Katie Stout Featured in Phillips House Calls

August 20th, 2020

House Calls: Katie Stout

We caught up with the Brooklyn based designer to learn more about her unique source of materials, new written projects and the future of her practice.


Brooklyn based designer Katie Stout is a graduate of the Rhode Island School of Design. Stout's work often features a diverse range of media utilizing unique techniques that unsettle utilitarian forms and function to create an experience that pushes the boundary of what is comfortable. Her work has been featured in the Museum of Contemporary Art, Santa Barbara, the Dallas Museum of Art and is in the permanent collection of the San Francisco Museum of Modern Art, Dallas Museum of Art and Museum of Arts and Design.

PHILLIPS: Is there a specific space or object within your home or studio that you draw inspiration from, or return to, when thinking about new ideas for your work?

KATIE STOUT: When I work on new ideas I find myself drawn less to a specific object or a specific space and drawn more to pieces of many objects occupying many spaces in the shape of piles. I love scrap piles because they provide forms and compositions that are beyond what I would conceive of from a blank slate. I often use detritus for making models.

Working with trash drastically diminishes one’s choices and having to make fewer decisions is a great freedom. Even though the adage “starting is half the battle” is complete farce, using a found object or scrap makes the pieces starts itself. So instead trying to have control over what the pieces is going to look like, I get to usher it into existence by figuring out how.

It’s very important to note the significance of the pile. Piles are living which makes them infinitely more inspiring and practical than anything in a container. Unlike a box, things that are in piles are immediately accessible and they organizing themselves. Ferreting through a drawer will never provide the same shameless result as ripping through a pile.

P: When deciding which materials you use in your work, what are the most important factors you consider? Are there any materials you’d like to explore next that you haven’t tried yet?

KS: I choose materials primarily based on availability, followed by it fits into the concept and function of the piece. I answered a lot of this in my trash rant above, but I like working with trash because it’s so low stakes.

I’ve mostly been working with clay (dare I say trash of the earth?) because it’s what my space is currently set up for and the more I work with it the more I discover its infinite possibilities. Also, clay provides the best scraps as it is wont to break.

In terms of exploring new materials, I have been working with Fonderia Battaglia through R & Company to make a collection of bronze pieces covered with glass and ceramic set into large bezels. I’m also working on larger wicker furniture pieces with Nina Johnson that have ceramics woven into them.

P: What challenges do you often face in your design or creative process?

KS: General physics with an emphasis on time, gravity and space. For instance, many of the ceramic pieces I make are 3 times taller than my kiln. So I build the piece, cut it apart to fire and piece it back together. Working against gravity to build a piece once takes time.. and then I do it again. I'm getting a larger kiln, which my current studio can’t accommodate, so I’m looking for a new space. But also pandemic.

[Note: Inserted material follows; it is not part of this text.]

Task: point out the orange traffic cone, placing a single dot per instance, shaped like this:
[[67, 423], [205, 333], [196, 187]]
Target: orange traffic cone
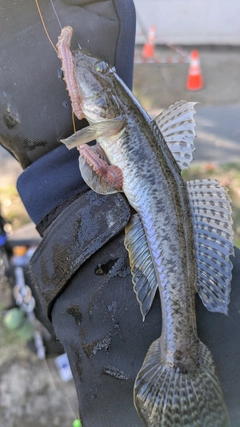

P: Having to step away from your usual day to day schedule, is there a book/film/project you’ll take this opportunity to begin (or return to)?

KS: Jeff (my husband) and I have been low key working on a children’s book called Body Part Soiree. It’s about a child who’s body parts want to reunite after gradually growing apart. As you can very well imagine, the body parts put the child at odds with themselves depending on which ones want to meet. Obviously their finger and nose know each other quite well but it gets dicey when their left and right ear want to meet. Jeff has been giving the body parts really long Russian names, like in Nikolia Gogol’s short story The Nose.

The book comes with a mirror in case the child gets inspired to introduce various body parts to each other. Very productive.

P: Where is the future of your practice headed?

KS: This is the question really got me. Thinking about the future is daunting when the present is overwhelming. If it were February, I would have talked about starting a rogue Storm King sculpture garden where the pieces kind of just rot away and a delirious Martha Stewart show. There is so much to deal with right now that I’ve put most planning on hold. Instead I’ve been obsessively making vessels, which I realized after I started is because I had never been so aware of others’ or my own.

My solo exhibition, Sour Tasting Liquid, at Nina Johnson closed this past March. Since then I've continued to explore the concepts brought forth in the patch vessels, several of the works that have sprung from these ideas will be shown in an immersive group show curated by Alison Gingeras at South Etna in Montauk this Labor Day weekend. I have a solo show with R in Oct 2021, I'm looking for a new studio, working on a public sculpture, and I'm showing a new wicker piece in a show Alice Leichtenstein is curating at Friedman Benda in January 2021.